Review of Al Capone

Al Capone (1959)
6/10
It seems like Capone could get away with everything, that is until...
13 May 2020
Warning: Spoilers
Every dog has their day, and a bad dog is going to be put down once it is revealed that they are no good to be out in society. Al Capone managed to rise to the top of the Chicago underworld and control the mob during prohibition. But the legal system has a way of catching crooks, and no matter how long they are getting away with crimes, eventually, they are caught, and this film shows the rise and fall of such a man. There have been several films that have dealt with Capone's life, and several others that had him as a major character, but most people will remember Rod Steiger's intense performance as the poem in this low-budget crime drama that seems a bit too modern to have been truly set during the time when Capone ruled.

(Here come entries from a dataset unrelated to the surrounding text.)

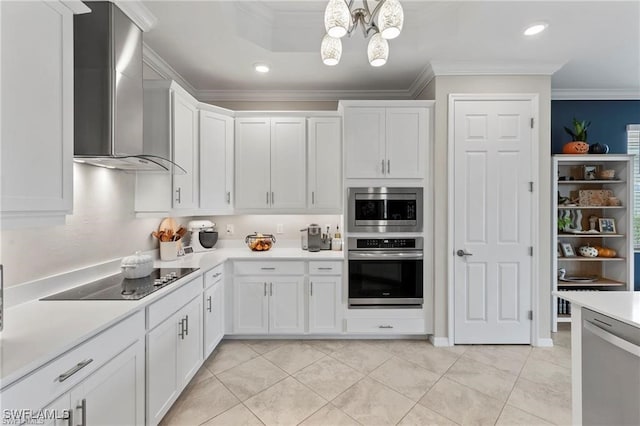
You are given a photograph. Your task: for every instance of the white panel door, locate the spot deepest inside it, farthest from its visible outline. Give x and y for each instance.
(250, 305)
(492, 221)
(37, 107)
(216, 162)
(405, 132)
(364, 138)
(325, 164)
(113, 395)
(253, 163)
(325, 306)
(286, 305)
(185, 142)
(288, 163)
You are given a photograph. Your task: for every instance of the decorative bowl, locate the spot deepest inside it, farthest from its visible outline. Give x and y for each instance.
(260, 242)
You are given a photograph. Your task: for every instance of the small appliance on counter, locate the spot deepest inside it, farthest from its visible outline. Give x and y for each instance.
(203, 235)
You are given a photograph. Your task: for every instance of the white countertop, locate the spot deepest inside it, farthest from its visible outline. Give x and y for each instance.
(621, 305)
(38, 331)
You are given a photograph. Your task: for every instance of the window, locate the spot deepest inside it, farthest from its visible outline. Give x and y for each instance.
(633, 147)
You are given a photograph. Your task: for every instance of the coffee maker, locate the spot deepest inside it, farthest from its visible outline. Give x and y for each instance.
(203, 235)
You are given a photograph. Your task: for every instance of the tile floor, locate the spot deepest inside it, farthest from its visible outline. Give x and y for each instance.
(378, 382)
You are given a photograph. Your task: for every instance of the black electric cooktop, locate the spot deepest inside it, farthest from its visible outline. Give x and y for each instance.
(116, 287)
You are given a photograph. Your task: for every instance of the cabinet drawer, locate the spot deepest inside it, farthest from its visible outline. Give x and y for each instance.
(325, 268)
(213, 276)
(268, 268)
(42, 386)
(386, 325)
(163, 308)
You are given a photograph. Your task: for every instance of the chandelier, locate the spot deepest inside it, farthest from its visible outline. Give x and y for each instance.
(383, 23)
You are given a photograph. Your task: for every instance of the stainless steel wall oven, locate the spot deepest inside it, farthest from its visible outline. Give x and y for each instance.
(385, 272)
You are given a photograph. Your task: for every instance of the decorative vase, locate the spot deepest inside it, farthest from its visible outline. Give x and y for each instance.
(575, 147)
(598, 148)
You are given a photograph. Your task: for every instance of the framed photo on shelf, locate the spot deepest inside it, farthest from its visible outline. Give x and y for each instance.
(567, 250)
(607, 225)
(589, 173)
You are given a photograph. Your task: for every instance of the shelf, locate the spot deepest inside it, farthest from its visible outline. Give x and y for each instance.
(581, 182)
(589, 235)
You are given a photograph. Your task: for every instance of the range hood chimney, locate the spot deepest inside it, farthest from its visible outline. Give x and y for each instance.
(108, 114)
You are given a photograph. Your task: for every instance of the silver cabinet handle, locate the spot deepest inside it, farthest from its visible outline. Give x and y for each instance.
(64, 376)
(83, 408)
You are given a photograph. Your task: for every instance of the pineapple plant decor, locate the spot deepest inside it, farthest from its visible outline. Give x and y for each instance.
(578, 144)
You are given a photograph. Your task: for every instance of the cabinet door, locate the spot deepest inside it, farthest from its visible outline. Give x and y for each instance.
(406, 135)
(216, 162)
(364, 132)
(288, 163)
(185, 120)
(325, 298)
(114, 394)
(162, 362)
(213, 317)
(37, 136)
(190, 344)
(325, 164)
(253, 167)
(250, 305)
(286, 305)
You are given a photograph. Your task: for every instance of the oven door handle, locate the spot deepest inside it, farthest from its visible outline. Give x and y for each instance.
(381, 255)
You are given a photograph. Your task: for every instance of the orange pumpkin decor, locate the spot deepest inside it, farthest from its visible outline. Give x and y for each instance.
(575, 147)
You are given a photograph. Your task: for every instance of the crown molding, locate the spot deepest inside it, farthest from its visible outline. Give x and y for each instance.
(298, 95)
(138, 13)
(494, 68)
(166, 71)
(594, 94)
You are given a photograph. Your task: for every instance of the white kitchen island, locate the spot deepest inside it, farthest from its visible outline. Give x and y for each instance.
(621, 306)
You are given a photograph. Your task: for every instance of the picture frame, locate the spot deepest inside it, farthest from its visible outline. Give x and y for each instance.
(607, 225)
(589, 172)
(567, 250)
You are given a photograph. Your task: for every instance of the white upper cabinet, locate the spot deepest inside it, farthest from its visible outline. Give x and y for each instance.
(216, 162)
(385, 142)
(37, 112)
(324, 191)
(170, 131)
(270, 163)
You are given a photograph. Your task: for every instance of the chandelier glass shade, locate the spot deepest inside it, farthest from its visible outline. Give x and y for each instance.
(383, 22)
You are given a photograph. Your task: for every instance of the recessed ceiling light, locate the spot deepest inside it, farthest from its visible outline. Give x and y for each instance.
(263, 68)
(536, 28)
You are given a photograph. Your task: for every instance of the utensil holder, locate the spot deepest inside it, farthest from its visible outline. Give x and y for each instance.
(168, 250)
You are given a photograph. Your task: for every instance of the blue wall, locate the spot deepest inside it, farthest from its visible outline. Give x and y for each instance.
(609, 121)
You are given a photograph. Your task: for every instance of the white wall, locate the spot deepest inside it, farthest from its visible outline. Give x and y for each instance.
(102, 227)
(439, 89)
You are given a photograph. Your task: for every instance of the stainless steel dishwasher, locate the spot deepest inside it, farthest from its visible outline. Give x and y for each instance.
(610, 371)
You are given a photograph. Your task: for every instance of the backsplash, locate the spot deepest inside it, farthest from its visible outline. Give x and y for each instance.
(102, 227)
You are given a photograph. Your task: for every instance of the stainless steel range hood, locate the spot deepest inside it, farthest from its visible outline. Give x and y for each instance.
(108, 92)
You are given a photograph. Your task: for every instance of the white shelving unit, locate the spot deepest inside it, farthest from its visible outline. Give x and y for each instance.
(608, 273)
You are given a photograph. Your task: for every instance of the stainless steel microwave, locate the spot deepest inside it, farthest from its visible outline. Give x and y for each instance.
(384, 209)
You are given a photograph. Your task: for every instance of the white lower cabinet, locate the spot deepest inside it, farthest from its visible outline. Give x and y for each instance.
(213, 317)
(174, 354)
(268, 304)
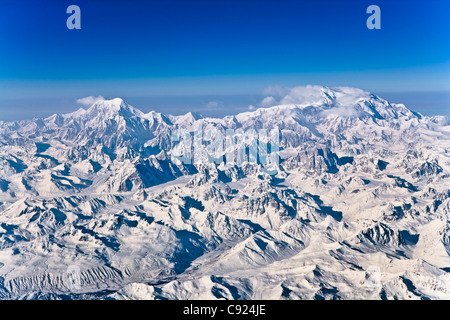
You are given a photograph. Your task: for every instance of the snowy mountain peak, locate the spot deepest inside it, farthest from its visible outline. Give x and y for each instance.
(113, 107)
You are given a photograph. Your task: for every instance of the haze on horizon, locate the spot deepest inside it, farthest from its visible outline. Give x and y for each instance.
(218, 57)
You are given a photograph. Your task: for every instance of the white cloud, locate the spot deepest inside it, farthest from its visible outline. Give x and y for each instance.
(88, 101)
(304, 95)
(277, 91)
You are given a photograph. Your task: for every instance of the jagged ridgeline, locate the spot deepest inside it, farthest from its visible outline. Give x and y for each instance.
(344, 196)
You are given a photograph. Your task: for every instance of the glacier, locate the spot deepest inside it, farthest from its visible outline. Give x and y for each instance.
(96, 204)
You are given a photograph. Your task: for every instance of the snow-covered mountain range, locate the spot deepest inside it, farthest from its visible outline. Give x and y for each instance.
(103, 204)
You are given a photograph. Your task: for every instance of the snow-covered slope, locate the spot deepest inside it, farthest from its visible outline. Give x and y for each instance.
(357, 208)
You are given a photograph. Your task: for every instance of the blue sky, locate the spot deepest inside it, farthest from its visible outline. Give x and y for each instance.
(180, 56)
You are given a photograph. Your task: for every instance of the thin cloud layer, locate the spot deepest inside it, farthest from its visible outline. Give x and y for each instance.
(90, 100)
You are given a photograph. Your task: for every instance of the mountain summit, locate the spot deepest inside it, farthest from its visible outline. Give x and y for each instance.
(354, 202)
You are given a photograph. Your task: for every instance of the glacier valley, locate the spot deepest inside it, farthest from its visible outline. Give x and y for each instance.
(96, 204)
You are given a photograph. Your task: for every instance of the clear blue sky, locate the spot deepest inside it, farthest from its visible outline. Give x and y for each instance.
(177, 56)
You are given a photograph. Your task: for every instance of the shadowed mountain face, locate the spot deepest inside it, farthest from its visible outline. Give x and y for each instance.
(339, 194)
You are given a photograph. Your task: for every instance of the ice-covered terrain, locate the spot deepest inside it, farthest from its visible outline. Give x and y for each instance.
(100, 204)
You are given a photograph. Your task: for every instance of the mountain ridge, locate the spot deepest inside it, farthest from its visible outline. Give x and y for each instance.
(357, 206)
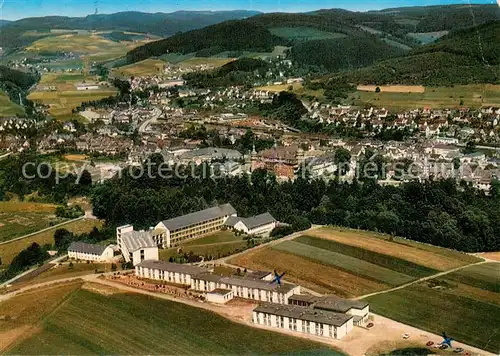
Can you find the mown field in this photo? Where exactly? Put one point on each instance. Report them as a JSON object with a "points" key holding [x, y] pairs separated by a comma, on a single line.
{"points": [[351, 263], [467, 310], [433, 97], [20, 218], [9, 108], [304, 33], [216, 245], [9, 250], [135, 324]]}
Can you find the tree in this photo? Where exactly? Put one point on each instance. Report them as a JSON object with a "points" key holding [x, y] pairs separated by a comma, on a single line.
{"points": [[62, 238]]}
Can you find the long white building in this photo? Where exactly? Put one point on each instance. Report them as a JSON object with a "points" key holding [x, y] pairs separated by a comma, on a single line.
{"points": [[136, 246], [170, 233], [303, 319]]}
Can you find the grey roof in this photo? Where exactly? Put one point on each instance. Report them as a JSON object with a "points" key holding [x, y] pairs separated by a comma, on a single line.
{"points": [[199, 216], [135, 240], [338, 304], [86, 248], [220, 291], [171, 267], [246, 282], [252, 222], [258, 274], [304, 313]]}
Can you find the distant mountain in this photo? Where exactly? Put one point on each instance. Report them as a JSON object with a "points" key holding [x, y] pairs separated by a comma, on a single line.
{"points": [[462, 57], [160, 24]]}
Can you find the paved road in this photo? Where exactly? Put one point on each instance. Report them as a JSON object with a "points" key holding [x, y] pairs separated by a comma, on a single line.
{"points": [[421, 280], [43, 230]]}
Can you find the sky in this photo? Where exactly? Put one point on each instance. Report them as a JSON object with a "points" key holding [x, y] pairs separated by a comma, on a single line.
{"points": [[16, 9]]}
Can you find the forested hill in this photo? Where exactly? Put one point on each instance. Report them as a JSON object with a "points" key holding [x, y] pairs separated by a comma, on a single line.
{"points": [[463, 57], [161, 24]]}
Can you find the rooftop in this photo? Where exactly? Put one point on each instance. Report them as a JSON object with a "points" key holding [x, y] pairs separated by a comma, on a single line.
{"points": [[304, 313], [220, 291], [86, 248], [199, 216]]}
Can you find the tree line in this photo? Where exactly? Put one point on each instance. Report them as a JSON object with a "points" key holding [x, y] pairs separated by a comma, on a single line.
{"points": [[436, 212]]}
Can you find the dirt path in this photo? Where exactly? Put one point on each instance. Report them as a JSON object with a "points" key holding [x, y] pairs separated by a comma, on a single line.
{"points": [[440, 274]]}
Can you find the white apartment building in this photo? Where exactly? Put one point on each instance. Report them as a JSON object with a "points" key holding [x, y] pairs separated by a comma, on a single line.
{"points": [[170, 233], [90, 252], [303, 319], [136, 246]]}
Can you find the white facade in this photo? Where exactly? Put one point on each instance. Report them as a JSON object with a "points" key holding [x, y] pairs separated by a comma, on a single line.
{"points": [[106, 256], [260, 291], [304, 326]]}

In spite of that, it is very interesting to watch, violent and unrelenting in its view of a mad dog let loose in society. Capone knows from the very beginning that there is money to be made in prohibition, and from the very start, violence is his key to moving up the ladder. One man is killed through Capone's machinations, and he actually marries the widow (Faye Spain) who finds out too late what kind of a rotten person he is. Kicked out of Chicago and banished to L.A., Capone organizes the St. Valentine's Day Massacre which puts him in complete charge. Friends who betray him are killed, and yet the law still can't touch him. He has the nerve to recite the constitution even as he is breaking more laws.

how much of this is fact and how much of this is fiction? it would take a lot of research to create a chart of the truth and the falsehoods. But as a film, it is intense, and the performances are riveting. stiver of course, is one of the greatest actors the screen has ever known, and this is perhaps one of his best-known performances. Martin Balsam and James Gregory also deliver excellent performances, one as a friend who finds out too late what it costs when you betray a rabid dog, and the other as the legal eagle who sets out to destroy Capone and finds an ironic way to do so. There's no Eliot Ness here so don't expect a retread of "The Untouchables", but what there is reveals raw intensity at a time when crime was paying. Fortunately, that period was brief for its Mastermind. This film lead the way to other films about famous gangsters of the time, and all of them are quite similar in their structure, seeming more set in their current day than the times they are actually set in.